Tuesday's Indicators

November 6, 1997

Tuesday's smattering of elections around the country gave no clear forecasts of outcomes next year, or in the year 2000. But they did give some reading of ongoing trends in American politics.

Republican/conservative ascendancy. Republicans triumphed in two governor races that had attracted national attention, including campaign forays by President Clinton. Jim Gilmore, a former state attorney general, won Virginia's top office by amplifying a tried and true GOP theme: chopping taxes.

In Mr. Gilmore's case, one tax, the state's property levy on cars and trucks, became his vehicle. He promised to phase it out in five years, while his Democratic opponent only reluctantly came around to a partial cut in the tax. Republicans also won lieutenant governor and attorney general posts in Virginia, affirming the GOP's tightening grip on the South.

New Jersey's gubernatorial race was much less of a GOP cake walk. Incumbent Christine Todd Whitman barely survived a challenge from Democratic challenger Jim McGreevey, who focused on auto insurance costs and property taxes. Thus he almost unseated a Republican known as a tax cutter by turning pocketbook issues back on her, in the best Clintonesque manner.

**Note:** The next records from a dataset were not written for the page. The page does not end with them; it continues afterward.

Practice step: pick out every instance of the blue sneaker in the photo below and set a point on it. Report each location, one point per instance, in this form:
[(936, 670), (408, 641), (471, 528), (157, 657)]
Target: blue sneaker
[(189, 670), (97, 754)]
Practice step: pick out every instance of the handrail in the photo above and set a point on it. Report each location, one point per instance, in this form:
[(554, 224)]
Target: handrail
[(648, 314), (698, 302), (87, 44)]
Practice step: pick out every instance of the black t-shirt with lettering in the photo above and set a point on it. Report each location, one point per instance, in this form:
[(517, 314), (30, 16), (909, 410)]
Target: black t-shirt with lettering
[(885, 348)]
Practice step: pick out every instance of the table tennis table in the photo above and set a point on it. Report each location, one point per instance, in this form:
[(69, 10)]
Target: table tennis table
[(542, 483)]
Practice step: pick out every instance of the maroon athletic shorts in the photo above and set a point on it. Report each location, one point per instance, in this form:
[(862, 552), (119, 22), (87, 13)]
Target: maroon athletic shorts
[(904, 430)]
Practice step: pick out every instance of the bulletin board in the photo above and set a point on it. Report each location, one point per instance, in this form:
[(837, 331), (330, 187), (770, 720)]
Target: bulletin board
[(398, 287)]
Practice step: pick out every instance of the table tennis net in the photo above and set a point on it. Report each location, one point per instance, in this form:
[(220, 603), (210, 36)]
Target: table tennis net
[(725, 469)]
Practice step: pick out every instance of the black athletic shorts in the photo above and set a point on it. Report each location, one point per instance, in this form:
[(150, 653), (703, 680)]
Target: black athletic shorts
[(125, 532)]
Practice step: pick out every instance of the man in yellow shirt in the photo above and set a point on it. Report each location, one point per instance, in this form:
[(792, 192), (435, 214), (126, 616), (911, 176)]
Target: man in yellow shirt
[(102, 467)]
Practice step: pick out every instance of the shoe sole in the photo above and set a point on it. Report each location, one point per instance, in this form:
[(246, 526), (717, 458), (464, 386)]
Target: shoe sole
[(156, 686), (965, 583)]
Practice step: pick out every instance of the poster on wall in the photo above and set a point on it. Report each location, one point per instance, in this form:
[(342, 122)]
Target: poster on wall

Incumbency pays. In a number of large-city mayoral contests, incumbents had virtually no contest. Mayor Rudolph Giuliani swept back into office on positive feelings about a rising economy and falling crime. Other mayors who rode positive feelings to victory: Dennis Archer in Detroit, whose pro-growth policies proved popular, and Thomas Menino of Boston, who ran unopposed. The results would suggest that the country's cities, for all their problems, are hardly hotbeds of discontent.

Finally, the power of "soft money." The Republican National Committee poured more than $750,000 into assuring that the House seat vacated by New York's Rep. Susan Molinari stayed in the fold. Those "party building" dollars went mostly to negative ads about the opponent. With national Democrats deep in debt, the Republicans' money edge is telling.